A few books on presidential trivia have appeared recently. One listed each
president’s last words. A profound final presidential statement that struck me
was “I don’t like the wallpaper in this room.”
Considerable interest in the ancestor tables of presidents has developed in
the past few years (note the several articles on this subject in The American
Genealogist) and with the recent publication of Ancestors of American
Presidents (1989) by Gary Boyd Roberts, now in its first revised edition,
published in December 1989 by Carl Boyer 3rd of Santa Clarita, California. A
comparative study of the inbreeding of our presidents could be interesting,
since inbreeding is something we can calculate from these ancestor tables.
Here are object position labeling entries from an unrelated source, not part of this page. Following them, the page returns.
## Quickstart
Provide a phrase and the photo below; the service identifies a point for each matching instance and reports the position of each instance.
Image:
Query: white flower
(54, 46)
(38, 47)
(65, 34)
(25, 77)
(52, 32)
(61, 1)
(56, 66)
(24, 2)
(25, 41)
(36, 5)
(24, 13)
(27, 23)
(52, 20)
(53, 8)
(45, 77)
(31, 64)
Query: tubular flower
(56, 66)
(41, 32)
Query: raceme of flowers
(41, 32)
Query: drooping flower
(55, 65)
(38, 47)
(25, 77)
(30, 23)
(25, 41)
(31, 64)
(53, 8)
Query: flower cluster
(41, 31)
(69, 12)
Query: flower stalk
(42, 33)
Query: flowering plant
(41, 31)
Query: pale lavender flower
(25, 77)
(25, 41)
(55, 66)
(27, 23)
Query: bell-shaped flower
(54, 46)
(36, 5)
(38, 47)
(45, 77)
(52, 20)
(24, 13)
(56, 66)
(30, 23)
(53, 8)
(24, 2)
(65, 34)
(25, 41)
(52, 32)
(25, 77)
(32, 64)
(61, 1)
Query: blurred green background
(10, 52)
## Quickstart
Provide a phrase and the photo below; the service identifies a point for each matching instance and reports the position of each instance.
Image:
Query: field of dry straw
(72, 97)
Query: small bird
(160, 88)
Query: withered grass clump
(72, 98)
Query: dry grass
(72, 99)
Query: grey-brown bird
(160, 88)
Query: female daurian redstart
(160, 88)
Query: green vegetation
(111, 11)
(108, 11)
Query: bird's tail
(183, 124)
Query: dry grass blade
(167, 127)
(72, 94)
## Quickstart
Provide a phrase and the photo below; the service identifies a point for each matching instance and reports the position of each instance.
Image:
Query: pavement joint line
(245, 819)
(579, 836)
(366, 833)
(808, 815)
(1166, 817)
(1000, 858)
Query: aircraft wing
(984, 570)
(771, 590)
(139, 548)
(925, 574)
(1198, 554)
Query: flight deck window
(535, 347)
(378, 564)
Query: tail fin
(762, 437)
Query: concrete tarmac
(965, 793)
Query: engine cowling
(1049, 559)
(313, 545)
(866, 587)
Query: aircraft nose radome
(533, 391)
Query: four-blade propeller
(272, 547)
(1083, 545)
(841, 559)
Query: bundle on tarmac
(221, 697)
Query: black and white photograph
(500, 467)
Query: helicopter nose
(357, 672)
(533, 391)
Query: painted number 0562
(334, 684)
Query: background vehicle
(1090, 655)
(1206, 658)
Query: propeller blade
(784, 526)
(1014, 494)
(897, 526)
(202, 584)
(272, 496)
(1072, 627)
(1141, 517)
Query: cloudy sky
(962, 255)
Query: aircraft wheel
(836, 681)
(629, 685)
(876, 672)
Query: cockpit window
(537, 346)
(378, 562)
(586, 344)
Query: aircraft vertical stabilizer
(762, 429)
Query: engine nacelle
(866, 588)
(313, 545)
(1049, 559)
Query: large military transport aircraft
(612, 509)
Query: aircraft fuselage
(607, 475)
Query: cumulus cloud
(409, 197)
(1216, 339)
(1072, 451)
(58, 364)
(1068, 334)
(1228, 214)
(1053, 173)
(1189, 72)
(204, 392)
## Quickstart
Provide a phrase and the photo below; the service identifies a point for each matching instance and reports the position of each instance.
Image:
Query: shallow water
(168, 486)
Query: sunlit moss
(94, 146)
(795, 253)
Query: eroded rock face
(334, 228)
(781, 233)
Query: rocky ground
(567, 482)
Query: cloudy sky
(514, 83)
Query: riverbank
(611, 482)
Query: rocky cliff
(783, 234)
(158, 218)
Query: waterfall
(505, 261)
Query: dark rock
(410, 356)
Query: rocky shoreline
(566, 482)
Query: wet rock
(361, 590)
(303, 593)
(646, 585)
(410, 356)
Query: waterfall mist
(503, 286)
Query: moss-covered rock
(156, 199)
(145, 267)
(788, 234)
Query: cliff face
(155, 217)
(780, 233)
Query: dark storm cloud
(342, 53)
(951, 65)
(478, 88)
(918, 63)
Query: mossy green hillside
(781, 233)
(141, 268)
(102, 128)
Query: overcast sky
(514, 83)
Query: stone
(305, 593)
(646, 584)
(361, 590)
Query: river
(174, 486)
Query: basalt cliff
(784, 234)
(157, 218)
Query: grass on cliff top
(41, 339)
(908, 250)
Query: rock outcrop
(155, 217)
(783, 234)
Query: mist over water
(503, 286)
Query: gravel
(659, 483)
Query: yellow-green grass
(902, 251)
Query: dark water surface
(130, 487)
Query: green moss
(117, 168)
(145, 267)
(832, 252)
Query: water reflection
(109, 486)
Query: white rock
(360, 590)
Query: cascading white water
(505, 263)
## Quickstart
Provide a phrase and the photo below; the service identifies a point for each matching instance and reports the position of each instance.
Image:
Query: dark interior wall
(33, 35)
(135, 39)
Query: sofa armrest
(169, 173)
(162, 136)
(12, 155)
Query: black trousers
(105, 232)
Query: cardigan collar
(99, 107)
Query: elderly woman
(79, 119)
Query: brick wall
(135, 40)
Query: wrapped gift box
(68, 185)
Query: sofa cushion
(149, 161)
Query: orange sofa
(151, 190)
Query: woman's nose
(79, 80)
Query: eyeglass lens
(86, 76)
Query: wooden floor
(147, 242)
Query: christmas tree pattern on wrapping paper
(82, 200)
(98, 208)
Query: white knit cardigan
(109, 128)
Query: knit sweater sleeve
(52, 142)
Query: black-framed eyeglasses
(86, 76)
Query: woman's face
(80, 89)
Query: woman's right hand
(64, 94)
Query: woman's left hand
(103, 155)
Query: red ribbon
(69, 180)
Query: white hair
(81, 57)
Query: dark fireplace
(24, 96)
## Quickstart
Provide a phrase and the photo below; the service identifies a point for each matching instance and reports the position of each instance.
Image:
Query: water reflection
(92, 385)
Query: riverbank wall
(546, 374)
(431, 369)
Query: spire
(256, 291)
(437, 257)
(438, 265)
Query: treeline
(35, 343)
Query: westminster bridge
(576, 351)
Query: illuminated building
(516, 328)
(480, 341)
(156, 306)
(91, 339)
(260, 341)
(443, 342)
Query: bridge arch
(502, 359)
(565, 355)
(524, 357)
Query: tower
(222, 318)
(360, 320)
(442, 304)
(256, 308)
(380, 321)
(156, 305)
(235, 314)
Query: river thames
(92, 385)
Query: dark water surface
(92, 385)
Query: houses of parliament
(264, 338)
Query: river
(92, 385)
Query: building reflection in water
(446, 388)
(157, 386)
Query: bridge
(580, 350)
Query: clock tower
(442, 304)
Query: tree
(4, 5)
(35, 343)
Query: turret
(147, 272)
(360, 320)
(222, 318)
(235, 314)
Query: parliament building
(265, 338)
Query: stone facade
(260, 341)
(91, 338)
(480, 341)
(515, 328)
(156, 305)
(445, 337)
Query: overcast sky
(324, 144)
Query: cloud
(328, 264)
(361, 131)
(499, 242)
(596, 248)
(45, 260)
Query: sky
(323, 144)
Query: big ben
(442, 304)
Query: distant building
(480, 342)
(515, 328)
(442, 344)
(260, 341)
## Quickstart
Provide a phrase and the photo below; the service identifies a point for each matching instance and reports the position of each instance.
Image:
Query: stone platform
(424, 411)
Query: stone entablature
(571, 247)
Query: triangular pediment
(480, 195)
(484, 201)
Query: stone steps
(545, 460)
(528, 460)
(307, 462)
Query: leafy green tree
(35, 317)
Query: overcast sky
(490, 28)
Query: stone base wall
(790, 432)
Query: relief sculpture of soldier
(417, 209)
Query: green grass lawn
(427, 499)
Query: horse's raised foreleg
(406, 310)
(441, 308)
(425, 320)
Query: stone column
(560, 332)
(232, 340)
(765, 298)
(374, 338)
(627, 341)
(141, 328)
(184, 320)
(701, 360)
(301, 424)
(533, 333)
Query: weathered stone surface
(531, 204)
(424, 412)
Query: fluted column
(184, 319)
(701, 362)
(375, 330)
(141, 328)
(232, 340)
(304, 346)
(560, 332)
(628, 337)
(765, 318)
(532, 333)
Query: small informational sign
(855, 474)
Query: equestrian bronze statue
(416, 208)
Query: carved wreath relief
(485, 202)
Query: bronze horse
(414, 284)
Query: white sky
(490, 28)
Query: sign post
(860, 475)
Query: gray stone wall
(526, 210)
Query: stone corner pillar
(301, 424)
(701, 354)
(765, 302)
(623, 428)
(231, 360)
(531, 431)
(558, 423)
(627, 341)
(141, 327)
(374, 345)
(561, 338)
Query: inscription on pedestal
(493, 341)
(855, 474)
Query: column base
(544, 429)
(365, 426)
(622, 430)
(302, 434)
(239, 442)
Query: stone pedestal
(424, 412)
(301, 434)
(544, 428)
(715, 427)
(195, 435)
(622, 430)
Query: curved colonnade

Briefly one measures inbreeding with an inbreeding coefficient, a
fraction which ranges from 0.0 (zero) to 1.0 (one). A person’s inbreeding
coefficient is a fraction which estimates the probability that he or she
received the same allele for a given gene through both parents, because the
allele was derived from their common ancestm. Put another way, an inbreeding
coefficient is that fraction of a person’s genes where identical contributions
have come from both parents because of their descent from a common
ancestor or ancestors. An inbreeding coefficient of 0 (zero) means that a
person is not inbred at all, and an inbreeding coefficient of 1 (one) means that
a person is completely inbred. But humans would rarely approach complete
inbreeding. No doubt the average inbreeding in the U.S. is well below the
0.00006 which would result from a sixth-cousin marriage. Examples of high
inbreeding in humans would be 0.25 from the union of a brother and sister or
from a parent and child.
Inbreeding, then, depends on the relationship of a person’s parents. So, if a
mother is inbred, but is not related to the father, there is then no
inbreeding in the child, and vice versa, because the parents are not
related. For example, President Kennedy’s mother Rose Elizabeth (Fitzgerald)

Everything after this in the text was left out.